Plasma samples from two independent patient cohorts were analyzed: (1) 91 patients with functionally and genetically characterized ATD and 41 patients with congenital disorders of glycosylation affecting AT glycosylation; (2) 71 individuals carrying the AT Budapest3 mutation and 46 healthy controls. Scientific validity of the test was evaluated in relation to the genetic background.

RESULTS:
The MS test quantifies 23 AT peptides, achieving a mean within-laboratory imprecision of 5.9% and a linear range of 0.08–2.58 µmol/L. The reference interval was established at 1.07–1.49 µmol/L. A dedicated R-script was developed for automated data analysis, providing a binary output suitable for clinical interpretation.
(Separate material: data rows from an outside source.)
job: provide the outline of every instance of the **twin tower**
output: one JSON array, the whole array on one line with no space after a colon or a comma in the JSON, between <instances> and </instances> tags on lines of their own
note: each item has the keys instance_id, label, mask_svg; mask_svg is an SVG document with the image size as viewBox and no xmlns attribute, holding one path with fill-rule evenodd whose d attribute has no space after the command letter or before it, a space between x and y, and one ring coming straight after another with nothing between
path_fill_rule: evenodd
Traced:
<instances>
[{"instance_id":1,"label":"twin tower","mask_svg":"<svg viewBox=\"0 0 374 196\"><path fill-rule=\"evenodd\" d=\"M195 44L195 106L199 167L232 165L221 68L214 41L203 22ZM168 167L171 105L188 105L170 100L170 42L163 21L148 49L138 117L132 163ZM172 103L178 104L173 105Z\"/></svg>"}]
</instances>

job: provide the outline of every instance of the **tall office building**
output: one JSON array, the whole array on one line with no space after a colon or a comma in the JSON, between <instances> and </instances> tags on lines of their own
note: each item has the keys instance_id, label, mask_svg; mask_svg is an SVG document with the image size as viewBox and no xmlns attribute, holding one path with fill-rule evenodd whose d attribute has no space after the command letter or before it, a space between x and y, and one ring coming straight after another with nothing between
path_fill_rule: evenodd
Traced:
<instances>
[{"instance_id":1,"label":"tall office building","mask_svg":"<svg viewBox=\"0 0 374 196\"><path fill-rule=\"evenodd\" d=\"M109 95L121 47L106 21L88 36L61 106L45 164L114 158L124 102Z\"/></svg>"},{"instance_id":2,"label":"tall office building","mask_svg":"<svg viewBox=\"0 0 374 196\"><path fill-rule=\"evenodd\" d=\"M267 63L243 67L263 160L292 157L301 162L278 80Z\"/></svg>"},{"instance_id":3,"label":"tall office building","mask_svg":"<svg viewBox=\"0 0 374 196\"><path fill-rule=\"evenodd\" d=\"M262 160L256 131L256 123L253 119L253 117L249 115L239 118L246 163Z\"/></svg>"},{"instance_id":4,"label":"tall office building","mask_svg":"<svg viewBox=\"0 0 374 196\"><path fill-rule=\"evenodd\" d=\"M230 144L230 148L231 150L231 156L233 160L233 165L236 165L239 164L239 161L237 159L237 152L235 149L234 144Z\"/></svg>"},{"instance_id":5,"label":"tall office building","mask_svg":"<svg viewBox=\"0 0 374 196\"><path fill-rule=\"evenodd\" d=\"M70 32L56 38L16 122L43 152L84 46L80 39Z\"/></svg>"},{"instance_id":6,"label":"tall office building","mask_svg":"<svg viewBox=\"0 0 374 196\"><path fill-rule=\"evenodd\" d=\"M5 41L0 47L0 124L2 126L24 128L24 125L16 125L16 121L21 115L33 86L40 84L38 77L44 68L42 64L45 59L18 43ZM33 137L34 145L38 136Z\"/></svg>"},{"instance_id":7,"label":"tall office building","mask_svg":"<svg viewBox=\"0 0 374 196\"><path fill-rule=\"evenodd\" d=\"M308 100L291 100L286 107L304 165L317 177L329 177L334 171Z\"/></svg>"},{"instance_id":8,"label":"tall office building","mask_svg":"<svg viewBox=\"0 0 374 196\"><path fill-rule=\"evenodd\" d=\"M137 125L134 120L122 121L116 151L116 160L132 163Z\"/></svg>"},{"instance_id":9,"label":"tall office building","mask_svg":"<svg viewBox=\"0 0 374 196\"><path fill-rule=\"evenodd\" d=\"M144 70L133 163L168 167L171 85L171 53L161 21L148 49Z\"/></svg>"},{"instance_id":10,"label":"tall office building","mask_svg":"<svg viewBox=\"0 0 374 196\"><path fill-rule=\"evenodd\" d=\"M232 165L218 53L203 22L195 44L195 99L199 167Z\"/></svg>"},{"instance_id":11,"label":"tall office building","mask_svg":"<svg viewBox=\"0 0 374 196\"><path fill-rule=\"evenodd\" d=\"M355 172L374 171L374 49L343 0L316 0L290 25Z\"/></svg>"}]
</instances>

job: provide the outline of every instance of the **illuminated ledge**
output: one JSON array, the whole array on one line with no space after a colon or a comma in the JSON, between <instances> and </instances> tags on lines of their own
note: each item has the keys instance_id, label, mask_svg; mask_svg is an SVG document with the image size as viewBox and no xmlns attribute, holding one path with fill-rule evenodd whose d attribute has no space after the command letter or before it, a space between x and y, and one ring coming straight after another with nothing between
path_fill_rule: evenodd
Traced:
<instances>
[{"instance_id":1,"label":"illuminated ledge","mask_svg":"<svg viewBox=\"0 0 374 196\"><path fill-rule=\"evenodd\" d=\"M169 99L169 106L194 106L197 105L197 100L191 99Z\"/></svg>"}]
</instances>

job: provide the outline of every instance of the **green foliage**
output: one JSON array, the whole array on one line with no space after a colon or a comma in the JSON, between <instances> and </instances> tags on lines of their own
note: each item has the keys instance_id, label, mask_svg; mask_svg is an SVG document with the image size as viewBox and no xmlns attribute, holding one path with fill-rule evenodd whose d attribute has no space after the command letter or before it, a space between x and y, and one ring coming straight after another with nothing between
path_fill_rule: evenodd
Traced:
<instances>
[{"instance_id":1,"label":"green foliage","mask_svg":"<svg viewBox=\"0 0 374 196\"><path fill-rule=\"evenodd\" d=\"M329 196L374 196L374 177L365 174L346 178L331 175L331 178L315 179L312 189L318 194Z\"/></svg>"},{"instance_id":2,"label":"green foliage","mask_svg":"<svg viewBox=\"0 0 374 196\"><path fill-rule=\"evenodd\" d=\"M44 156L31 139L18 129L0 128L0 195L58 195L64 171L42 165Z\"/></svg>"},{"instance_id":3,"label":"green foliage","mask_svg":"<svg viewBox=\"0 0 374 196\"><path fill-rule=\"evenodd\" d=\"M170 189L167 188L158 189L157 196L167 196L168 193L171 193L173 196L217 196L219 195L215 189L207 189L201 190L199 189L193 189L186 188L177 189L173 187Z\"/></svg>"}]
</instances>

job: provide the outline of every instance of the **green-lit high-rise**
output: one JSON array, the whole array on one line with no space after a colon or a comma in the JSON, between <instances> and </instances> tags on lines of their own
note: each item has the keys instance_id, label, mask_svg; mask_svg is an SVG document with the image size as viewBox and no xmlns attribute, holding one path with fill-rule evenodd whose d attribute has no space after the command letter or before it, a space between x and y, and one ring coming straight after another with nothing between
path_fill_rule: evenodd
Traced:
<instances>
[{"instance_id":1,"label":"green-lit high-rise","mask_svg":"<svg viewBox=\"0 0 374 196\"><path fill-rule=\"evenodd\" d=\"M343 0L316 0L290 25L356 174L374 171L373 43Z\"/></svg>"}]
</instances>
In the first cohort of 91 patients with ATD due to SERPINC1 defects, the MS test demonstrated a diagnostic sensitivity of 100%, compared to 81.1% for functional activity assays overall and 56.8% for type II ATD. The test successfully identified type I and type II ATD, including heparin-binding site (HBS) mutations such as p.Pro73Leu (AT Basel), p.Leu131Phe (AT Budapest3), and p.Arg79His (AT Padua), which are often missed by activity-based assays. Additionally, in patients with borderline activity levels, the MS test correctly classified cases that would otherwise remain in a diagnostic “grey zone,” reducing the likelihood of misclassification. In a subgroup of 41 patients with congenital disorders of glycosylation, MS analysis revealed a significantly lower proportion of the α-AT proteoform (71.1% vs. 94.6% in controls). Further glycopeptide analysis identified altered glycosylation at N224, highlighting the test’s ability to detect glycosylation abnormalities that remain undetected in activity assays.
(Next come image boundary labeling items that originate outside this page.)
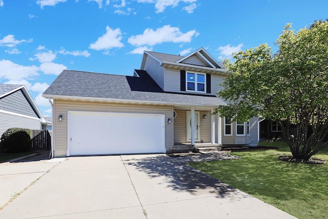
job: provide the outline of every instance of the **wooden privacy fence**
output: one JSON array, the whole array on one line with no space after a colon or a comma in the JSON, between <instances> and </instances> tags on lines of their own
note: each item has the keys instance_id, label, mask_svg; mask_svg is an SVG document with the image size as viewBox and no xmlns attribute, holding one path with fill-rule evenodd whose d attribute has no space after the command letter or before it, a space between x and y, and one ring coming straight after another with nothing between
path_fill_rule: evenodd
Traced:
<instances>
[{"instance_id":1,"label":"wooden privacy fence","mask_svg":"<svg viewBox=\"0 0 328 219\"><path fill-rule=\"evenodd\" d=\"M51 149L51 136L47 130L32 130L31 150L45 151Z\"/></svg>"}]
</instances>

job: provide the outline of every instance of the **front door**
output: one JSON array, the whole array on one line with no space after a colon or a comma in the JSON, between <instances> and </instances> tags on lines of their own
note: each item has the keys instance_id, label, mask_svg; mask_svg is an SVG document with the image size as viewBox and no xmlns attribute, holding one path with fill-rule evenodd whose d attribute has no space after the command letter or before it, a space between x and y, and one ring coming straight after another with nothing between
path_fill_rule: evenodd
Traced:
<instances>
[{"instance_id":1,"label":"front door","mask_svg":"<svg viewBox=\"0 0 328 219\"><path fill-rule=\"evenodd\" d=\"M195 111L195 141L199 141L199 112ZM187 140L191 141L191 111L187 111Z\"/></svg>"}]
</instances>

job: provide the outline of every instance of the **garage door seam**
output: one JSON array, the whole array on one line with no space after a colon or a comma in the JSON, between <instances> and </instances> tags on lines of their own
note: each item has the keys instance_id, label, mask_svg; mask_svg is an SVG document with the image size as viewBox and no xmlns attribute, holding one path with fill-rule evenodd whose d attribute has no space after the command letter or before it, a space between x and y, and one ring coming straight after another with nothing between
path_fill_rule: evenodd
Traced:
<instances>
[{"instance_id":1,"label":"garage door seam","mask_svg":"<svg viewBox=\"0 0 328 219\"><path fill-rule=\"evenodd\" d=\"M124 161L123 161L123 159L122 158L122 156L120 155L119 157L121 158L121 161L122 161L122 163L123 163L123 165L124 165L124 167L125 168L126 170L127 171L127 173L128 173L128 175L129 176L129 178L130 178L130 181L131 182L131 184L132 185L132 187L133 187L133 190L134 190L134 192L135 192L135 194L137 195L137 197L138 198L138 201L139 201L139 203L140 203L140 205L141 206L141 208L142 209L142 212L144 213L144 214L145 215L145 216L146 216L146 218L147 218L147 213L146 211L146 209L145 209L144 208L144 206L142 206L142 204L141 204L141 202L140 201L140 198L139 198L139 195L138 195L138 192L137 192L137 190L136 190L135 189L135 187L134 186L134 184L133 184L133 182L132 182L132 180L131 179L131 177L130 175L130 173L129 173L129 171L128 170L128 169L127 168L127 166L125 165L125 163L124 163Z\"/></svg>"}]
</instances>

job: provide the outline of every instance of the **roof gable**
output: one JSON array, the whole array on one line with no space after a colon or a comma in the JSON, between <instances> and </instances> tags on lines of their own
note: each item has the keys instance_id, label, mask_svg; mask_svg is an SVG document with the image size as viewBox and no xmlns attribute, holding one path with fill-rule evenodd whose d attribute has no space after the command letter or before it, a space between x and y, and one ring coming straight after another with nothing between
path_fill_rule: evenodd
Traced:
<instances>
[{"instance_id":1,"label":"roof gable","mask_svg":"<svg viewBox=\"0 0 328 219\"><path fill-rule=\"evenodd\" d=\"M19 107L27 108L26 112L23 113L22 110L19 110L19 109L13 109L13 111L11 110L10 111L29 116L32 116L33 113L35 113L34 114L40 118L41 122L46 122L25 85L0 84L0 100L4 103L11 101L10 98L8 97L9 96L11 96L10 98L12 96L13 98L19 99L22 102L19 106ZM5 107L5 104L2 104L2 108L0 109L8 111L8 109L3 109ZM12 107L14 108L13 106ZM18 111L17 111L17 110Z\"/></svg>"}]
</instances>

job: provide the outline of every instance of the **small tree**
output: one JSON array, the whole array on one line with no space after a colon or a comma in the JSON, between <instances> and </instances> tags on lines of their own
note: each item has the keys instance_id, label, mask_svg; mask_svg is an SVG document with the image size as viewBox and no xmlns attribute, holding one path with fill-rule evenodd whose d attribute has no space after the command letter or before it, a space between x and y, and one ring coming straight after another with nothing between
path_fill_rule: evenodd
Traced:
<instances>
[{"instance_id":1,"label":"small tree","mask_svg":"<svg viewBox=\"0 0 328 219\"><path fill-rule=\"evenodd\" d=\"M322 142L328 131L328 22L296 33L287 24L275 44L274 53L262 44L224 62L232 73L218 95L229 103L218 110L239 121L277 121L293 156L307 160L328 146Z\"/></svg>"}]
</instances>

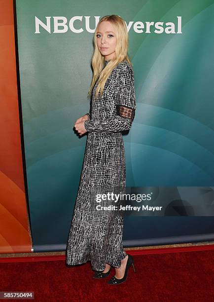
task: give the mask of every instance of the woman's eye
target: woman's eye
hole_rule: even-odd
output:
[[[97,37],[97,38],[100,38],[100,37],[99,37],[100,36],[100,35],[99,34],[98,34],[96,35],[96,37]],[[113,37],[113,36],[112,36],[112,35],[108,35],[108,36],[110,36],[111,38],[112,37]]]

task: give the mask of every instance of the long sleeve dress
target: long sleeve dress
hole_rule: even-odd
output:
[[[104,68],[110,60],[105,61]],[[119,267],[126,256],[122,244],[123,217],[97,216],[90,212],[93,186],[126,186],[126,164],[121,131],[130,129],[136,109],[134,71],[120,62],[106,82],[101,97],[92,89],[83,164],[66,249],[68,265],[90,261],[103,271],[106,263]]]

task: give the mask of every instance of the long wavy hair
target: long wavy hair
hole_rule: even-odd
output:
[[[115,47],[115,57],[114,60],[110,60],[104,69],[105,56],[103,56],[97,45],[97,33],[99,25],[103,21],[109,21],[114,27],[116,39]],[[97,97],[99,92],[101,96],[103,95],[104,86],[111,72],[118,63],[124,60],[132,66],[130,59],[128,55],[128,36],[127,28],[125,21],[119,16],[111,15],[104,16],[99,21],[96,28],[94,36],[93,42],[94,51],[92,59],[92,65],[93,69],[93,75],[88,93],[88,97],[90,97],[92,88],[97,79],[98,79],[98,85],[95,91],[95,97]]]

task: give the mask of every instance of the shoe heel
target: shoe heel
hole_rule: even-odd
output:
[[[133,267],[134,271],[135,272],[136,272],[136,271],[135,270],[135,266],[134,266],[134,262],[132,263],[132,266]]]

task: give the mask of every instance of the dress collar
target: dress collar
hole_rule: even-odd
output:
[[[110,60],[105,60],[104,61],[104,65],[106,66],[106,65],[107,65],[107,64],[108,64],[108,63],[109,62],[110,62]]]

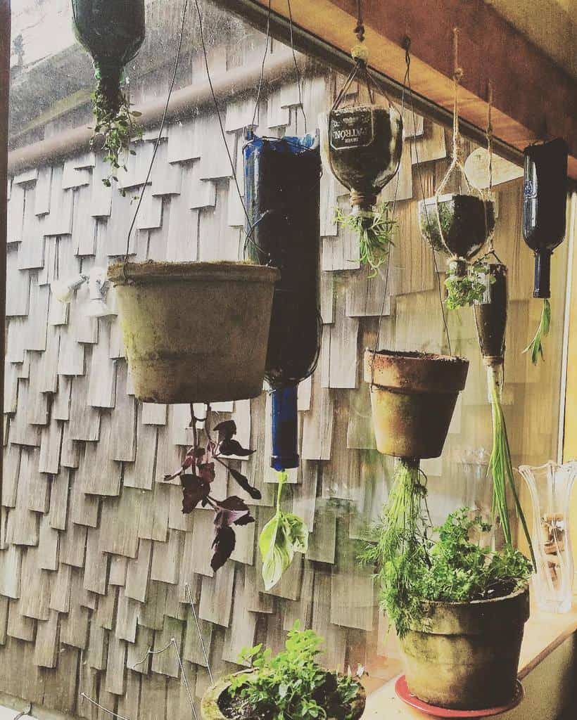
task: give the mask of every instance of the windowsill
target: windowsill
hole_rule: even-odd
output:
[[[573,683],[567,688],[567,672],[574,673],[576,668],[576,646],[571,640],[577,638],[577,600],[571,612],[563,615],[544,613],[532,608],[531,617],[525,626],[525,634],[521,648],[519,678],[523,682],[525,698],[516,711],[501,715],[503,720],[529,720],[529,718],[555,718],[563,709],[562,696],[572,689]],[[567,647],[565,647],[565,645]],[[563,646],[563,648],[561,648]],[[560,652],[555,651],[559,649]],[[555,655],[555,657],[553,657]],[[549,668],[544,677],[538,677],[544,661],[550,658],[555,669]],[[564,671],[564,672],[563,672]],[[531,681],[534,679],[535,682]],[[430,716],[414,710],[404,704],[395,693],[395,683],[398,675],[389,680],[377,690],[370,692],[367,699],[367,708],[363,720],[386,718],[387,720],[424,720]],[[534,685],[534,688],[529,685]],[[547,707],[550,714],[542,714],[544,700],[549,698]],[[537,708],[540,710],[537,711]],[[534,709],[532,709],[534,708]],[[518,712],[522,711],[521,714]]]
In the second cohort, the MS test successfully distinguished homozygous and heterozygous AT Budapest3 (ATBp3) carriers from healthy controls by detecting quantitative deficiencies and altered proteoform distribution. The GP-LGACN ratio, a key biomarker for ATBp3, was significantly lower in all ATBp3 patients, with values below a threshold of 0.82, enabling clear molecular differentiation.
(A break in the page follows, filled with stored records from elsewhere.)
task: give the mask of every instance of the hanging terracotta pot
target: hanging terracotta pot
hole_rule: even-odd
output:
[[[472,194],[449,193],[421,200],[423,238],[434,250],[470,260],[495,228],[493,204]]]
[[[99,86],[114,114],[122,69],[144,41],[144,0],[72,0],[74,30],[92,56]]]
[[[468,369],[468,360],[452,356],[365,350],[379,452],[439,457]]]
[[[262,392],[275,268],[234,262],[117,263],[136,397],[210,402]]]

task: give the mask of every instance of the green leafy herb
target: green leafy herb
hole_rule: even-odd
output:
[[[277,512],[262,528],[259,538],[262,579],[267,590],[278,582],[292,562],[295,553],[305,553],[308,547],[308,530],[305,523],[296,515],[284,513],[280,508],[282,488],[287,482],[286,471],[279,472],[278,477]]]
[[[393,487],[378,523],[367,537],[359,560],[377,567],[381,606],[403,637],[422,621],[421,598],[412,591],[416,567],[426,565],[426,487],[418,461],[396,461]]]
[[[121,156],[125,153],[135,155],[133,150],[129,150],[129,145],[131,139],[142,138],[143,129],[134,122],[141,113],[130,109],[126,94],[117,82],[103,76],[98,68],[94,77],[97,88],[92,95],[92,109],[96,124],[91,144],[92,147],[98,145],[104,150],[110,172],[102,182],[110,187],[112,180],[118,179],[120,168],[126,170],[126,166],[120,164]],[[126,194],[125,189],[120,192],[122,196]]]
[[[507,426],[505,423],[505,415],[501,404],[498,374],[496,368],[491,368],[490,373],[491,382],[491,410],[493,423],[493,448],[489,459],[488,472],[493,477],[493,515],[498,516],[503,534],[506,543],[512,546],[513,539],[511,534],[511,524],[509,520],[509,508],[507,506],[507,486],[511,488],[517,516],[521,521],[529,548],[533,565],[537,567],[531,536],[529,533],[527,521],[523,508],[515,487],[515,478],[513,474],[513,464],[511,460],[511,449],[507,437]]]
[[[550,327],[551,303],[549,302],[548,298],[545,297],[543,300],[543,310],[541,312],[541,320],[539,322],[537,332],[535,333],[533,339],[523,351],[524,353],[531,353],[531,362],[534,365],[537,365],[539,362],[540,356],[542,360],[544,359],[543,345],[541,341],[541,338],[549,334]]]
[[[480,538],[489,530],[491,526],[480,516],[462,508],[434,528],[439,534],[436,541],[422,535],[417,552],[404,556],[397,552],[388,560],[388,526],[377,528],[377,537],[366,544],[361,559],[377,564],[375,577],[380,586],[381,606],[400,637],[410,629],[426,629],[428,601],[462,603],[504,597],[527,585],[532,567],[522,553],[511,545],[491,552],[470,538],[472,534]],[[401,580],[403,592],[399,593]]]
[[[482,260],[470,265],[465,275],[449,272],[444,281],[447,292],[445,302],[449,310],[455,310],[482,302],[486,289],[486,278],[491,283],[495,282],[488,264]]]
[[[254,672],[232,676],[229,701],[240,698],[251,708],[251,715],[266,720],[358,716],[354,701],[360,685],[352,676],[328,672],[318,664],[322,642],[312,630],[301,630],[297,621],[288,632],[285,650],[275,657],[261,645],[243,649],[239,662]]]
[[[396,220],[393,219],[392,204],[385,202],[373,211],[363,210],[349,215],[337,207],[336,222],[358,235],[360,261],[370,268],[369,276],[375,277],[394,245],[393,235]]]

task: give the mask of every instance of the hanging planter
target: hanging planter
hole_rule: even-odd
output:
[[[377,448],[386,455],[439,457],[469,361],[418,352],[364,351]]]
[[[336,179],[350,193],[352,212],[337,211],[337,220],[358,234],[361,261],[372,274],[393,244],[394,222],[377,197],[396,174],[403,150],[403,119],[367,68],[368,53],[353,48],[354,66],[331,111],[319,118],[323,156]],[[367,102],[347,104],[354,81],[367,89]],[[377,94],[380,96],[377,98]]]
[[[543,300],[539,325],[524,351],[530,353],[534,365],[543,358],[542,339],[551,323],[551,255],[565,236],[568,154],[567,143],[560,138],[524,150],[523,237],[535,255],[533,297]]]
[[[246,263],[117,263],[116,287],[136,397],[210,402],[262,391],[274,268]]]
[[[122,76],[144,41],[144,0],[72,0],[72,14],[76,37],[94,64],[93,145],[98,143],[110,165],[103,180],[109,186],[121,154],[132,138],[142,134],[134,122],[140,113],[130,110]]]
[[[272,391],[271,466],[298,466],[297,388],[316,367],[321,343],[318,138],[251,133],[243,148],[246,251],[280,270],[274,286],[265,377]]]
To confirm mutations in patients with AT deficiency, variant specific transitions were established for >20 mutations, including p.Val30Glu (AT Dublin), p.Arg45Trp, p.Pro73Leu (AT Basel), p.Leu131Phe (AT Budapest3), p.Arg177Cys, p.Arg425Cys.

CONCLUSION:
The developed next generation MS-based diagnostic AT test offers both qualitative and quantitative insights into AT proteoforms, refining the diagnostic landscape for ATD. Through molecular-level characterization, current limitations of activity assays are overcome, enabling personalized risk stratification and precision diagnostics in line with P5 medicine principles. The detection of clinically relevant AT variants and glycosylation abnormalities through the MS-based test is envisioned for use as an add-on tool in cases of diagnostic uncertainty. Future studies integrating clinical outcomes and our molecular data are necessary to optimize predictive and preventive strategies for ATD management. If successful, our precision lab-developed test promises to refine AT-diagnosis, alter the clinical pathway for antithrombin deficiency and consequently improve patient management.